On Fort Casey Road, between the homes and the fields, is a barn that has been empty and neglected for years. The roof has holes, the red paint is chipping off and and one of the walls toppled several years ago. On a sunny day, light streams through the rafters, making the building look more like a corn crib from the inside than a barn.
To save the old barn, Rob Harbour, manager of Ebey's Landing National Historical Reserve, applied for and received $70,000 in emergency stabilization funds from the National Park Service.
"The priority is to get a roof on it," Harbour said.
Currently, the beams supporting the roof are visible from the roadway. The new roof will keep within historic designs and will use cedar shakes. Harbour hopes the work will be done in early November.
The barn is of a similar design to at least three other barns in the area.
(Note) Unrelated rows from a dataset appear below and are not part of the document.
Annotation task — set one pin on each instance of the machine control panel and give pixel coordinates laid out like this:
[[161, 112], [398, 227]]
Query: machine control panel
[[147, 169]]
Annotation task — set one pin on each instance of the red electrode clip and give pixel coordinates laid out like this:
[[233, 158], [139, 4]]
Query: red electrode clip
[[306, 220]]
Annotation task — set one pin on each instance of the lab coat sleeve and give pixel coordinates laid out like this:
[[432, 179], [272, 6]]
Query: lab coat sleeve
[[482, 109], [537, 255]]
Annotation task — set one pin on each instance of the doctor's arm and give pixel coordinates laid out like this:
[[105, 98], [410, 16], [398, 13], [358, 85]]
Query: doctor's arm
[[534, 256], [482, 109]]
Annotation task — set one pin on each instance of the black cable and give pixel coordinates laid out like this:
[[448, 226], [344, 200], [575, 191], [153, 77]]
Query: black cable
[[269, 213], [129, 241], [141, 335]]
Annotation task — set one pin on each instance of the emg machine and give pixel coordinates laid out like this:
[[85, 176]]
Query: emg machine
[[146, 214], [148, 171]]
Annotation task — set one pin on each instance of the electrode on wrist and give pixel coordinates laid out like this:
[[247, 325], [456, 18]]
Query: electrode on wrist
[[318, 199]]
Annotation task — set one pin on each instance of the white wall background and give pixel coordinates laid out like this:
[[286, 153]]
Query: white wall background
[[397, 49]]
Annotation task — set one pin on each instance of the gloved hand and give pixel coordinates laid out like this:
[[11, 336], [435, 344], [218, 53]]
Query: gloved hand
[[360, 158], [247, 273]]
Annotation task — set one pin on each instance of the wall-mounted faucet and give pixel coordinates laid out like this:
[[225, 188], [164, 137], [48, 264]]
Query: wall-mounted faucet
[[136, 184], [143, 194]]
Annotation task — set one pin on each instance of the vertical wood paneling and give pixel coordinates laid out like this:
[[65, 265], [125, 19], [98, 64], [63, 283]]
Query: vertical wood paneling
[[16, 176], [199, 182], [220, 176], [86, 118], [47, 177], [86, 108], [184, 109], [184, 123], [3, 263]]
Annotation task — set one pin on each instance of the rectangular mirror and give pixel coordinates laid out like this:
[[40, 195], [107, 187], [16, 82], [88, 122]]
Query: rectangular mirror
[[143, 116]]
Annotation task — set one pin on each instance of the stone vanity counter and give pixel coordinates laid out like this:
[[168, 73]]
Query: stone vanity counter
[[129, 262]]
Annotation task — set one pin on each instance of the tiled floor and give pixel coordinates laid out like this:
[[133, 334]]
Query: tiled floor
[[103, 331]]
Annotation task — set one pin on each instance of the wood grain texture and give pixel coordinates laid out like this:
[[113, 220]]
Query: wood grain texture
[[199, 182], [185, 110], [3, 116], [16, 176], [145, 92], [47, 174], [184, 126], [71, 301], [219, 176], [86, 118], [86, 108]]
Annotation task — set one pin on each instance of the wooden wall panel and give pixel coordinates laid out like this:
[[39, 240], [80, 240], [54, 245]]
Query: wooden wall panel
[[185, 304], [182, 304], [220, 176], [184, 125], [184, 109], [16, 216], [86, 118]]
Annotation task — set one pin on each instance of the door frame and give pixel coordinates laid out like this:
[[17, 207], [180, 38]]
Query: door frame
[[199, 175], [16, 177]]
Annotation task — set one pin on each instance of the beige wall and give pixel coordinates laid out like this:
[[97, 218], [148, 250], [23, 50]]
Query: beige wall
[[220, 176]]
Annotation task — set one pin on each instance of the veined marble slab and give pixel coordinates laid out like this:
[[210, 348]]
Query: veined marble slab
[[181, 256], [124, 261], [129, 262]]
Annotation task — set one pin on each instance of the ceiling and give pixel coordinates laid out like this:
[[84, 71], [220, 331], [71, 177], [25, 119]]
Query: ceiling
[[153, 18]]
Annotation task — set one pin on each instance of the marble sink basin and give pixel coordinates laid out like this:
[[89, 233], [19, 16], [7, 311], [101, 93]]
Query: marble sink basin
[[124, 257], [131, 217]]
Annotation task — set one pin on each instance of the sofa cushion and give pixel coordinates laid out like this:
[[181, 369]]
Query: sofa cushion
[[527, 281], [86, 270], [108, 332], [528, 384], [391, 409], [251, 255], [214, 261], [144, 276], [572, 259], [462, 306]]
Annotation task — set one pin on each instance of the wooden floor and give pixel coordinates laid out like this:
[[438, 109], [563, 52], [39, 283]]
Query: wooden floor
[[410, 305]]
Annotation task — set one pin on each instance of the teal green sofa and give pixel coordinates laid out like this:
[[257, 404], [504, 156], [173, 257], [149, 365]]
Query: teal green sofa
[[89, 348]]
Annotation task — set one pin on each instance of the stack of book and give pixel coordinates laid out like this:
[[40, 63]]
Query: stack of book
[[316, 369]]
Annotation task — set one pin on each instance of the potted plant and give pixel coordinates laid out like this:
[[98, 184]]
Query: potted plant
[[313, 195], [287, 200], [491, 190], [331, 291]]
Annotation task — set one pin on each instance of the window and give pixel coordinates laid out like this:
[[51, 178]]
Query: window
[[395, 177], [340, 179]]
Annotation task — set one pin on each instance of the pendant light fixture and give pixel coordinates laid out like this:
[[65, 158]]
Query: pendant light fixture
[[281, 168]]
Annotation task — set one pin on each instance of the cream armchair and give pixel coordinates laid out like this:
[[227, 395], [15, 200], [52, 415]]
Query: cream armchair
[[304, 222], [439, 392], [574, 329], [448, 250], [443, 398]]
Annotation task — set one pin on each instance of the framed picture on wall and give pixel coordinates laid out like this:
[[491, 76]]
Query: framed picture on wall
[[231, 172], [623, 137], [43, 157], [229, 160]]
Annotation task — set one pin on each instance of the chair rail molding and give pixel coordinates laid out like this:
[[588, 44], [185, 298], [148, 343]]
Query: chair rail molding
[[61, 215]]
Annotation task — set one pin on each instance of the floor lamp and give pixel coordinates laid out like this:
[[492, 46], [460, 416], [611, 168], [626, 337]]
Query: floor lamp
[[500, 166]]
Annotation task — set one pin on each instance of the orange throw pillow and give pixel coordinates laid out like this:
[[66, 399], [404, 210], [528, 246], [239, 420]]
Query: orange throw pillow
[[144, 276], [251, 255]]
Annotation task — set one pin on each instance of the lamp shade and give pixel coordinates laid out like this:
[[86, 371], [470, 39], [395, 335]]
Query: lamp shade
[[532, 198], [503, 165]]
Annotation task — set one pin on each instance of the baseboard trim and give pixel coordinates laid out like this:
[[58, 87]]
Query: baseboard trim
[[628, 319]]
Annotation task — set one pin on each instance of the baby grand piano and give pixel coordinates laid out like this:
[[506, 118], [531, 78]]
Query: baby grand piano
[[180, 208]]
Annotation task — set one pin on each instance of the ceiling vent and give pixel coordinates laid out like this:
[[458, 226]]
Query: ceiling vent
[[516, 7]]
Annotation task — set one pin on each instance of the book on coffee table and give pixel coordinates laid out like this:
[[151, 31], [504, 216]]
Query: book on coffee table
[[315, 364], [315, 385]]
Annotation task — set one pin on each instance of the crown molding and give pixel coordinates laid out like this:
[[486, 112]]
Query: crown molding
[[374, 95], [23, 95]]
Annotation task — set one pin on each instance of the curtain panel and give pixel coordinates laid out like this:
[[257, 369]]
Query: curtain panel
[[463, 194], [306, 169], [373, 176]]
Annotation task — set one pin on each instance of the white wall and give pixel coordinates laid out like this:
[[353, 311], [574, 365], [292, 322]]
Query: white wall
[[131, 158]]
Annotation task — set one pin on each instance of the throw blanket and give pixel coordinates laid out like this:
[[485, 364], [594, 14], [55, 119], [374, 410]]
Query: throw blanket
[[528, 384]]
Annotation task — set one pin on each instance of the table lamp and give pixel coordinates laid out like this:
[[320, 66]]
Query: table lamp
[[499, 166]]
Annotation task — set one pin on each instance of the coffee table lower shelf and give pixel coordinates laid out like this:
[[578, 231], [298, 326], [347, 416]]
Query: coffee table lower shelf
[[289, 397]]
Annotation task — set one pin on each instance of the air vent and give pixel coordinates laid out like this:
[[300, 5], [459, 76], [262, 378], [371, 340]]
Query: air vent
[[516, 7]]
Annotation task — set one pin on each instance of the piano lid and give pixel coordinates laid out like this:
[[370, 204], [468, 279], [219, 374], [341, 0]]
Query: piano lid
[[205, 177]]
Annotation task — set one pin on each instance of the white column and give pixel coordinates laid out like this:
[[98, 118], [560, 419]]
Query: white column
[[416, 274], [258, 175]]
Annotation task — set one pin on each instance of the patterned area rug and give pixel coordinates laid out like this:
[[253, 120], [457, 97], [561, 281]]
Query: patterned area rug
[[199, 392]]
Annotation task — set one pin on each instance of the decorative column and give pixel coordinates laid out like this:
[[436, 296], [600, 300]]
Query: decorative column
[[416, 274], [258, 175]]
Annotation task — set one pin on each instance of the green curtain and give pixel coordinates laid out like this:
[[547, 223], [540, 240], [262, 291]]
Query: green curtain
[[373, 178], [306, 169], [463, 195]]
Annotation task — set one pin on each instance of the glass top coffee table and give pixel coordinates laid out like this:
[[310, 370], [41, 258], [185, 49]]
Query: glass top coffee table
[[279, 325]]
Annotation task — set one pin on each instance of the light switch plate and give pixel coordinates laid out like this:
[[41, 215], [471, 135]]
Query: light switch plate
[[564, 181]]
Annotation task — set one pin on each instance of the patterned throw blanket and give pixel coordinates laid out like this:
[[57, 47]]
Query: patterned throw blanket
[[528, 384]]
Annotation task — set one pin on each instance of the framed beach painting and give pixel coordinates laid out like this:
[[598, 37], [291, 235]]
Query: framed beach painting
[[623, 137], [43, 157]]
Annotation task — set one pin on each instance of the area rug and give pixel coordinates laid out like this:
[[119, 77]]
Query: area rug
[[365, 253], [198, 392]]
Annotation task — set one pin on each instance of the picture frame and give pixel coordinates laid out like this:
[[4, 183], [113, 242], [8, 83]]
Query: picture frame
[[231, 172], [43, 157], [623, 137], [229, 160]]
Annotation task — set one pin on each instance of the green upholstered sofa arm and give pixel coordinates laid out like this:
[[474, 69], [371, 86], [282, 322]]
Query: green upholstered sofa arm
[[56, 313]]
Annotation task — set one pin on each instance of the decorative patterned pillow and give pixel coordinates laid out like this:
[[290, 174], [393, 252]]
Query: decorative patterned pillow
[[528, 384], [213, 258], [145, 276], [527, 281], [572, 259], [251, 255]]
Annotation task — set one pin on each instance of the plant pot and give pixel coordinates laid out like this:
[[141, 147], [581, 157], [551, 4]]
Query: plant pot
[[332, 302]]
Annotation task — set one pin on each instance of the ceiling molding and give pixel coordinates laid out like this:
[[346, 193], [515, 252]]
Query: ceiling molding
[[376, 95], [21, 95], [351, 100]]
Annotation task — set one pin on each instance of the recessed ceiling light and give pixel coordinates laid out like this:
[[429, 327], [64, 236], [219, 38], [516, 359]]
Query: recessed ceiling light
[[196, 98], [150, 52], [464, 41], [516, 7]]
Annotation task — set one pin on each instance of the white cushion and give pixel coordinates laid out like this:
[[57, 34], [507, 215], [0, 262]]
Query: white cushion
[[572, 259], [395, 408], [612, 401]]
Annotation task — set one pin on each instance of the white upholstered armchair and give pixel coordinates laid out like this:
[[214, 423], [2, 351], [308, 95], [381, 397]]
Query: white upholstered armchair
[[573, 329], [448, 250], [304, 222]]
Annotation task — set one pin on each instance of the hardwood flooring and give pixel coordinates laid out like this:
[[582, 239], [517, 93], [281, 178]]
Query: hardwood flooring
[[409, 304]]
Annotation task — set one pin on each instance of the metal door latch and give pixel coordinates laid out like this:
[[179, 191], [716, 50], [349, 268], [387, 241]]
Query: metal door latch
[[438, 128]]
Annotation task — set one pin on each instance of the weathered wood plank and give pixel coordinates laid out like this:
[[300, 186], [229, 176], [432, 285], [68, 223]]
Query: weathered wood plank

The three-person work crew that will put the barn back in serviceable condition comes out of the North Cascades National Park. They gained experience by restoring fire lookouts and old cabins hidden away in the North Cascades trail system, said Craig Holmquist, trails foreman for North Cascades National Park.
Workers from North Cascades have been working on reserve structures for the past several years.
During the past two years, one other Ebey's Landing structure has received some repair work. Ferry House near Ebey's Landing had its roof replaced and foundation rebuilt.
The barn presently being restored was built around 1940 by Gus Rueble, who bought the farm and land from the Gillespie family in 1935.
In 1979, Reuble sold the property to Robert Engle. Three years ago the Reserve purchased the farm outright to ensure the land retains its agricultural purpose.
Harbour said the barn's future use is uncertain. The barn is too small to store farm machinery but Reserve officials are considering other uses.
"It's kind of up in the air," Harbour said.
The barn, and the future of the Reuble and Engle Farm, are topics that the Reserve is dealing with as it maps out a general management plan that should be complete sometime next year.